Bisphenol A (BPA): Answers to Questions
Answers to Frequently Asked Questions About the Plastics Chemical Bisphenol A
Are there companies that use BPA-free packaging?
Yes. As of January 2009, the six major baby bottle and sippy cup manufacturers confirmed to the FDA that they had removed BPA from their products. These would include brands such as Avent, Doctor Brown’s Natural Flow, Evenflo, First Essentials, Gerber, Munchkin, Nuk, and Playtex, which together represent more than 90% of the U.S. market for these items.
Michigan-based Eden Foods says that it has used BPA-free cans for all but its highly acidic tomato products for more than a decade, and reports that the BPA in its tomato can lining has been found to be in the “nondetectable” range.
But testing done by Consumer Reports in 2009 found measurable levels of BPA even in products that claim to be BPA-free. They also found that while bypassing metal cans for alternative packaging like plastic containers or bags can lower BPA exposure, these alternative containers weren’t always better.
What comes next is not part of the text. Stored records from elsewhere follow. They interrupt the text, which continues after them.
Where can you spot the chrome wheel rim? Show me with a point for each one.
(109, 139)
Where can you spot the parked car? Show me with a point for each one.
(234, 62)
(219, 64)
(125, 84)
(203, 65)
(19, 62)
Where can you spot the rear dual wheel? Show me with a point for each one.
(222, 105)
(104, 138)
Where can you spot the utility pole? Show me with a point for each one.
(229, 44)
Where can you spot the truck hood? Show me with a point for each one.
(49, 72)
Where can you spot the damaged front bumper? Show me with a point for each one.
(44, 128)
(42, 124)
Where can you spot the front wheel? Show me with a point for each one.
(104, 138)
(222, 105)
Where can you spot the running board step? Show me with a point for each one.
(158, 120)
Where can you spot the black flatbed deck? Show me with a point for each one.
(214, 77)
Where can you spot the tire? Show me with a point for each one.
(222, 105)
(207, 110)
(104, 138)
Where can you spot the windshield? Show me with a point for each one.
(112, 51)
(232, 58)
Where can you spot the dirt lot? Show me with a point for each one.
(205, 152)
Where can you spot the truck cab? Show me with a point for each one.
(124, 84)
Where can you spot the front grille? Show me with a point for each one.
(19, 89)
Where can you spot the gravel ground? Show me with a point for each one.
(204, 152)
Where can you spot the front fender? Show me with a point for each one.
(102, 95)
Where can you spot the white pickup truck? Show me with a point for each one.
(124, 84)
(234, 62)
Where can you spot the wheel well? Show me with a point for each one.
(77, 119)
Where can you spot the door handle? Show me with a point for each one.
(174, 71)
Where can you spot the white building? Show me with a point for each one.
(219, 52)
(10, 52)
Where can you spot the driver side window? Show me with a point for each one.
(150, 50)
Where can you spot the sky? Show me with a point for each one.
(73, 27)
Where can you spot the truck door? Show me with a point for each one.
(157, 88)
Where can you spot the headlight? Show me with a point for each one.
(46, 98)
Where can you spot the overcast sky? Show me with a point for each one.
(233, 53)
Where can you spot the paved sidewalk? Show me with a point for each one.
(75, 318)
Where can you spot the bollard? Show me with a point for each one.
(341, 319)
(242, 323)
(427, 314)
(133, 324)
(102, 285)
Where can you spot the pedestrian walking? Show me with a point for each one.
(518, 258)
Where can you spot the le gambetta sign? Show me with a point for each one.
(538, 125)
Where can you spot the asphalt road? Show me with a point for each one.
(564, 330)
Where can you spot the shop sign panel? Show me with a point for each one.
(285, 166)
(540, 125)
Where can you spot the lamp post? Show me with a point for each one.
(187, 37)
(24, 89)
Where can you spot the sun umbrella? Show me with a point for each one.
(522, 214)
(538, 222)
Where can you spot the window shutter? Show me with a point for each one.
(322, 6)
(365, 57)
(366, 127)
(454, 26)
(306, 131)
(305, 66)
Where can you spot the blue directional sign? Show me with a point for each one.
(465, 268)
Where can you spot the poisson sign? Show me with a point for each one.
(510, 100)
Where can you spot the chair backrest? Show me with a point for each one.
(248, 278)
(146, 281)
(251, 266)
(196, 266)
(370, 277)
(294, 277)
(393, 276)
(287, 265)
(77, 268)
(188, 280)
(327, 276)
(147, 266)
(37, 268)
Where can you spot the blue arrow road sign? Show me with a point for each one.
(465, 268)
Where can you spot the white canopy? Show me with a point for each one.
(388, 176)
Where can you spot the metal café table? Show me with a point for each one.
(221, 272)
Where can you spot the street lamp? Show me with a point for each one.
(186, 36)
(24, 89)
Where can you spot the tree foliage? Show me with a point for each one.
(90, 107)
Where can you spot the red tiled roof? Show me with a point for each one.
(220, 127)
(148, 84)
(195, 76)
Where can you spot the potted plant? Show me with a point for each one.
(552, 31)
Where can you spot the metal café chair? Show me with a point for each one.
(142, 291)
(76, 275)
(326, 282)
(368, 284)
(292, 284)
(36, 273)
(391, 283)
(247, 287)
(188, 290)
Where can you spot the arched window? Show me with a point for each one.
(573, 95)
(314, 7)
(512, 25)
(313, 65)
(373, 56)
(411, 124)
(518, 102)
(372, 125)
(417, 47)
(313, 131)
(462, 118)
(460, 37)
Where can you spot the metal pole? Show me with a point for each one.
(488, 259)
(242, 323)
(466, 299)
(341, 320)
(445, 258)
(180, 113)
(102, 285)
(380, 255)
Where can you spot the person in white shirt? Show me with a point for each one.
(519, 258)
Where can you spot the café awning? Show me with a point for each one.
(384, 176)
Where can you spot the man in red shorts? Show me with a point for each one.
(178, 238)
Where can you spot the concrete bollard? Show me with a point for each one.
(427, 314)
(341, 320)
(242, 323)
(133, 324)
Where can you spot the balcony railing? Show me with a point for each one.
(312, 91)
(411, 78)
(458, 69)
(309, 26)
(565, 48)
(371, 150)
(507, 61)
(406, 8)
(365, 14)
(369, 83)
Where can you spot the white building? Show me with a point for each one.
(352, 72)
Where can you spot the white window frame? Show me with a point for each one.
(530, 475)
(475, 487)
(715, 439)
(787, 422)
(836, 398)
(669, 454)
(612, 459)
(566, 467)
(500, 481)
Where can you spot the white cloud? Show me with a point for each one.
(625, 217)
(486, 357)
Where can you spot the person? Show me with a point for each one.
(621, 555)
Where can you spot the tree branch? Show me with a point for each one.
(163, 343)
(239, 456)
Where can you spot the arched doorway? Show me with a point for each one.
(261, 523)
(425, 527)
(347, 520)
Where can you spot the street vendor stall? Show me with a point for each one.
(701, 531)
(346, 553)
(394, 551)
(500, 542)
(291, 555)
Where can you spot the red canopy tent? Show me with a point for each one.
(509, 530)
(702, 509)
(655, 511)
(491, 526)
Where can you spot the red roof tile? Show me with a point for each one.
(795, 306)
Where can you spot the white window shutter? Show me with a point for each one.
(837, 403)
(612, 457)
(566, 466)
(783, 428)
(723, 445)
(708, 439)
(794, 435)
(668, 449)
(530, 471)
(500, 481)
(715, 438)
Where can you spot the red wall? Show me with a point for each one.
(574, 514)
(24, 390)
“Seeking Safer Packaging 2010,” a report compiled by the environmental advocacy group As You Sow along with the investment advisory firm Green Century Capital Management, gave A grades to three companies -- Hain Celestial, ConAgra, and H.J. Heinz -- for their efforts to eliminate BPA from packaging. General Mills got a B+, and Nestle rated a B.
Has bisphenol A been banned anywhere?
Yes. Several states have banned BPA in certain consumer products. Minnesota’s law bans the chemical in spill-proof cups and baby bottles, while Connecticut’s goes further, banning its use in baby food cans and jars as well, along with reusable beverage containers. In 2010, more states followed these first two, with Maryland, Massachusetts, New York, and Wisconsin banning BPA from products made for young children, and Vermont and Washington state banning it in sports bottles and reusable food and beverage containers as well.
In October 2010, Canada declared BPA to be a chemical that is toxic both to the environment and human health, setting the stage for tighter national regulation.